O modo instintivo de se expressar era reconhecido pelos familiares e amigos. "Sou de 1952, então os pais não tinham muita noção de aptidões, mas não me censuravam e se divertiam com meu jeito de querer estar sempre desenhando e pintando", sorri. "Quando a acabava uma festa e a criançada ia embora, mesmo que eu ficasse sozinha, logo inventava algo para colorir", conta.
A artista menciona que mesmo em seu ambiente de trabalho, a cor era presente. "Atuei por 30 anos como escrivã e nenhum delegado negou uma parede para mim. Eu levava meus quadros e notava que a arte tinha um papel relevante. Em uma delegacia, as pessoas estão em um momento de fragilidade e ainda que de modo discreto, era possível notar como os olhos delas se voltavam para a arte".
EFEITO COR
De acordo com a autora, há 50 postes com seus mosaicos na cidade. "Estão em regiões como o Centro, Vila Portuguesa, Aeroporto e UEL, cita. "Fiz a recuperação de duas mesas no terro do Lago Igapó e quando estou concluindo o trabalho ou fazendo alguma manutenção, as pessoas param para dizer que ficam felizes de me conhecer e sobre o que gostam. Elas pedem o instagram, algumas dizem que querem aprender, mas nem todo mundo segue fazendo mosaícos, na verdade 97% não continua porque estraga muito as unhas, sorri. "O cimento resseca as mãos e precisa colocar caquinhos, um por um", resume.

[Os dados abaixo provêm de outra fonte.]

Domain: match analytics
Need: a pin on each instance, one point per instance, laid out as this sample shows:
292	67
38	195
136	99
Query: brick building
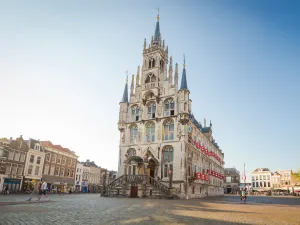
12	162
59	166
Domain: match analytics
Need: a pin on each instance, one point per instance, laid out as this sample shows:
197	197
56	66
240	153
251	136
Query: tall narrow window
169	130
150	132
169	107
133	134
135	113
151	110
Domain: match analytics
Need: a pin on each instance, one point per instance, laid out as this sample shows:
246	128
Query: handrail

A técnica e o passo-a-passo para fazer mosaicos aprendeu com a artista e professora Adélia Paulino Stelling. Com uma filosofia de trabalho que valoriza o aproveitamento, a criadora explica que todo o seu material é fruto de doação. "Eu cato caquinhos na rua", admite. O material de trabalho é oriundo de demolições e até buscas em caçambas. "São verdadeiras relíquias como as pastilhas francesas com mais de meio século e uma vez coloquei minha mãe caçamba para me ajudar porque ela sempre foi bem magrinha, miúda, e era fácil. Ela tinha 80 anos na época e depois não dei conta de tirá-la", admite. A filha arteira divide sua rotina com os cuidados com a mãe, mineira de Pouso Alegre, Veranice Fernandes da Fonseca, 91 anos. Fazer os mosaicos é era uma grande felicidade em sua rotina.

FERRAMENTAS
Com o domínio de ferramentas como o torquês, usada para o corte, consegue para o encaixe perfeito para o que planejou. Espátulas, régua, lápis, borracha, argamassa e cimento se somam à sensibilidade e cuidado para chegar à arte final. A criatividade e o improviso são também habilidades. "O branco é otimo, até os defeitos somem", diverte-se.
Sua maior referência artística é o pintor Van Gogh. "Seu estilo e cores vibrantes", destaca. Sobre seu processo criativo, dispara que tem sempre algo engatilhado. Ao juntar as ideias, os materiais que tem em casa bem cuidados e a vontade de produzir, nunca está parada. "Começo em casa, alguns já vão prontos para a rua e outros faço a céu aberto mesmo, diante das pessoas. Outro dia eu instalava uma mulata, um senhor parou e comentou que gostou muita da proposta da 'formiga.' Isso é natural, está relacionado com a formação, o ponto de vista e a cultura de cada indivíduo e não interfiro na interpretação de cada um. Nesse par de cacos amarelos, há quem veja uma tulipa e há quem enxergue o pac-man, jogo eletrônico". E acrescenta: "A arte é pura, infantil, genuína, ela não precisa ser explicada ou defendida", reflete.